The Actions tab displays the same view options as the toolbar (Save, Display, Email, etc.) but on one central panel. If a user’s SEQUEL default is set to *LIMITED, the user can only click out of this panel to exit. If a user has other settings, they can see and change the definition on the Files & Fields tab and the SQL tab.


SEQUEL Default Settings

The SEQUEL default settings determine what a user can do in SEQUEL. A SEQUEL administrator must change or set user defaults so they become a ‘template designer’. Access the ViewPoint Administrator and select ‘Set defaults’. There are two fields in the user’s defaults that must be changed: template library and assistance level.

To assign a ‘Default template library’:

(Picture F)


This is the library where the user will be directed when they choose to design a new view. Any value other than *NONE will designate the users as a ‘template designer’.

The second setting in the user’s defaults is the one which controls whether they are allowed to modify the view they designed from the template.

On the ‘Other’ tab, set the users ‘Assistance level’:

(Picture G)


The assistance level setting of *LIMITED, when used in conjunction with the template library, prevents the user from leaving the Actions tab (above Picture E) for the SQL or Files & Fields tab to make changes to the definition they have created from the template view. It also prevents the user from designing a view definition from scratch. Notice in Picture H below that only existing view definitions are available for the user to choose as the desired template.

(Picture H)


A setting of *BASIC, *INTERMEDIATE, or *ADVANCED will allow the user to bypass the selection of a template view and create a view from scratch. Notice the first line in the template wizard in picture I below.

(Picture I)


Design SEQUEL Views As Templates

When designing a view to be used as a template for business users, there are no extra steps. However, there are some things to be aware of when building your template view.
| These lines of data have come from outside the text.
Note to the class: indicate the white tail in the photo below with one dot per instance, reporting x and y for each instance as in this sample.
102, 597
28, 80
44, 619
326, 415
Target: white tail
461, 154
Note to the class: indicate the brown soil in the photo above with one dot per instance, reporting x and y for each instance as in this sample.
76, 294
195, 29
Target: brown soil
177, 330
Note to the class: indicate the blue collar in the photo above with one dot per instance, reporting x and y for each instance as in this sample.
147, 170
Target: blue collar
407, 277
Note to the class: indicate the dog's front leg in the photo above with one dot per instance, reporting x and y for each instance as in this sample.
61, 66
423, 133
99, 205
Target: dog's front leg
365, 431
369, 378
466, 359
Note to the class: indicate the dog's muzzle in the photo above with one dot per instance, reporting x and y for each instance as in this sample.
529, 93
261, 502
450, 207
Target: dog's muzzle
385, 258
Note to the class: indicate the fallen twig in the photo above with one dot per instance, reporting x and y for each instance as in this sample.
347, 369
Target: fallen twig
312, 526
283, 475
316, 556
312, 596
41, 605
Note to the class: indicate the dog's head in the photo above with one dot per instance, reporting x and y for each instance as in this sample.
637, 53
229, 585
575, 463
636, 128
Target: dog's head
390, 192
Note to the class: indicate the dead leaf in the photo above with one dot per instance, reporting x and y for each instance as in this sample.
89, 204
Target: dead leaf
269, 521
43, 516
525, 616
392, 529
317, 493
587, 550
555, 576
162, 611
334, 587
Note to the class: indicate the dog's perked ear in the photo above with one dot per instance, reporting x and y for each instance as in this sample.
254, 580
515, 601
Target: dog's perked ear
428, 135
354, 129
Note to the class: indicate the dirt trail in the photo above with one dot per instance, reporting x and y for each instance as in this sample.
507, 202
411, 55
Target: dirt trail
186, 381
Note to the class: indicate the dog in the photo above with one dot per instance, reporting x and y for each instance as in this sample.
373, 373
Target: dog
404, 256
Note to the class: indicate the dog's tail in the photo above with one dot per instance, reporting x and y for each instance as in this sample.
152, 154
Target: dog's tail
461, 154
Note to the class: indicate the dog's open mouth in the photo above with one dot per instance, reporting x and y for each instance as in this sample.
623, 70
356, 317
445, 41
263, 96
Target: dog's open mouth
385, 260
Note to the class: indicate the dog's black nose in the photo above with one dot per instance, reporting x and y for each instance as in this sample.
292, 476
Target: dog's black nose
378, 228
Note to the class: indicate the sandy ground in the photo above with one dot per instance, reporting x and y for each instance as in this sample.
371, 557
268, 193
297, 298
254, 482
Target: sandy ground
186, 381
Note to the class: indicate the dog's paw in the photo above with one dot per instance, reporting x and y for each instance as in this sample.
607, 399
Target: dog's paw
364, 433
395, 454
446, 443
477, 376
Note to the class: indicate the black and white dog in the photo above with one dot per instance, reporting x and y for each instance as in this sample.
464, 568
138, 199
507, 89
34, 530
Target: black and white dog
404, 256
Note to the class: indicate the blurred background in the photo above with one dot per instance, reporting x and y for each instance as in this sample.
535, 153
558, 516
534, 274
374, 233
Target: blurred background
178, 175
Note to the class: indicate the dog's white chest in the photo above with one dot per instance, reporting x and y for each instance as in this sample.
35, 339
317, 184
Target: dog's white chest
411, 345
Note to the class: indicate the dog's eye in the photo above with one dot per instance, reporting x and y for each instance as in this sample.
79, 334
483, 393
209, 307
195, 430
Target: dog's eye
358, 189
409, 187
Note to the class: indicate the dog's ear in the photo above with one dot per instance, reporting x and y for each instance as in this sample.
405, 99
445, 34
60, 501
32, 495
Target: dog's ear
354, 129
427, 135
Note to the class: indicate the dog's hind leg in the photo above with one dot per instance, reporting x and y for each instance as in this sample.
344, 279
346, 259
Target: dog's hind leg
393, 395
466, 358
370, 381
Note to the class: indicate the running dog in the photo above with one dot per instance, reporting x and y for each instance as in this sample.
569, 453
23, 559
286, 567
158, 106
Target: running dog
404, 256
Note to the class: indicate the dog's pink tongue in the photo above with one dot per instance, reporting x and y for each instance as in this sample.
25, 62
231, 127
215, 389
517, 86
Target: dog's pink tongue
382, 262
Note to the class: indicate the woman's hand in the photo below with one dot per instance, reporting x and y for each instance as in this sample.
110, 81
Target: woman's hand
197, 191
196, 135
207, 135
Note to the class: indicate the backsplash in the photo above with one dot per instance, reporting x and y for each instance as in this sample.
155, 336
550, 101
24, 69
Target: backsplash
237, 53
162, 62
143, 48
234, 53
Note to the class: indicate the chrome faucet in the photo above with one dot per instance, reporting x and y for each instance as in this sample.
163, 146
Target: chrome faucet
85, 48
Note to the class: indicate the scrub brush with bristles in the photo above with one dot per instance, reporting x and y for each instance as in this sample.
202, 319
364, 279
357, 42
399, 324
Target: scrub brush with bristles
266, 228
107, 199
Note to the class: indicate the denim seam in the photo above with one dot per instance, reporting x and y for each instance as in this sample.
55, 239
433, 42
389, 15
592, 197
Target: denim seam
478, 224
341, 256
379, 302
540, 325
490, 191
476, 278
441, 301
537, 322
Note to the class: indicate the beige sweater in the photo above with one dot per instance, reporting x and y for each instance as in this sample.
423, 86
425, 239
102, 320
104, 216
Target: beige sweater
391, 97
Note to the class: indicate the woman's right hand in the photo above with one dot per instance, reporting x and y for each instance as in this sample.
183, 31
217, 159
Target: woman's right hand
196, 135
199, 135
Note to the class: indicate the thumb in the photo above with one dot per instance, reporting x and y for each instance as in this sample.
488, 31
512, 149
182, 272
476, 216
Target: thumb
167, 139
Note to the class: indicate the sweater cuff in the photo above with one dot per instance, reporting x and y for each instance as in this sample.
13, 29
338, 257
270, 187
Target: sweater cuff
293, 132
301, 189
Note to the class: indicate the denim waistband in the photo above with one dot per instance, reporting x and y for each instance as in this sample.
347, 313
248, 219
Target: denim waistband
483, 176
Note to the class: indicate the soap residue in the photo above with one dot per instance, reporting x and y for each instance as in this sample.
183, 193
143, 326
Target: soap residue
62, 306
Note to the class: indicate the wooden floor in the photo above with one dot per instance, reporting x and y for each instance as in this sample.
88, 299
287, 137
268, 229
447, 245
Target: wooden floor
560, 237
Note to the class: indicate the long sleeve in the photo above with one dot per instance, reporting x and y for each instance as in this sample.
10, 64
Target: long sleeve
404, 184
  • The business user sees the list of template views by description. Give your views useful descriptions to make selection easier.
  • The template wizard uses the column headings for the user to select fields not the often cryptic field names. Take the time to make sure the column headings make sense to the user.
  • Field formatting is carried forward. Add dollar signs, add or remove commas, etc. in the template view so the user has what they need in the end result.
  • Create views with as many fields as the user may need. Remember, the template wizard allows users to select the fields and re-sequence them as needed. If the template contains fields the user does not need at this time, they simply do not select it from the list.

There are also a few limitations as to when SEQUEL allows a view to be used a template:

  • Prompted views cannot be templates. Run-time prompts allow the users to select the data they want to see. It is a powerful and flexible way to let the user decide. But prompted views cannot be used as templates. If they exist in the template library, they will not be displayed as a template option.
  • Views that are designed with the following cannot be used as templates:
    • WDATA: A function to hide a field but keep it in the definition
    • GROUP BY: Used with summary or grouping functions
    • UNION: Having more than one SELECT clause in the view definition
    • Derived field joins: Files linked by a user created field in view design

Where you save the view definition is up to the template view designer. However, the idea behind templates is to give the users (within a functional area) a manageable list of views to select the needed data. For example, a library can be created for Sales Template View. Any view intended to be a template can be placed here. Business users assigned to this library will only see views that relate to their area of data needs. Each user can, in theory, have their own library of template views. But this can be a management headache. Departmentalized structures, along with security of the view definition objects, allow better system control.


With SEQUEL, your data deployment options are various. When you choose templates as a deployment option, you can empower business users—without adding a constant burden on IT and power users to design every report.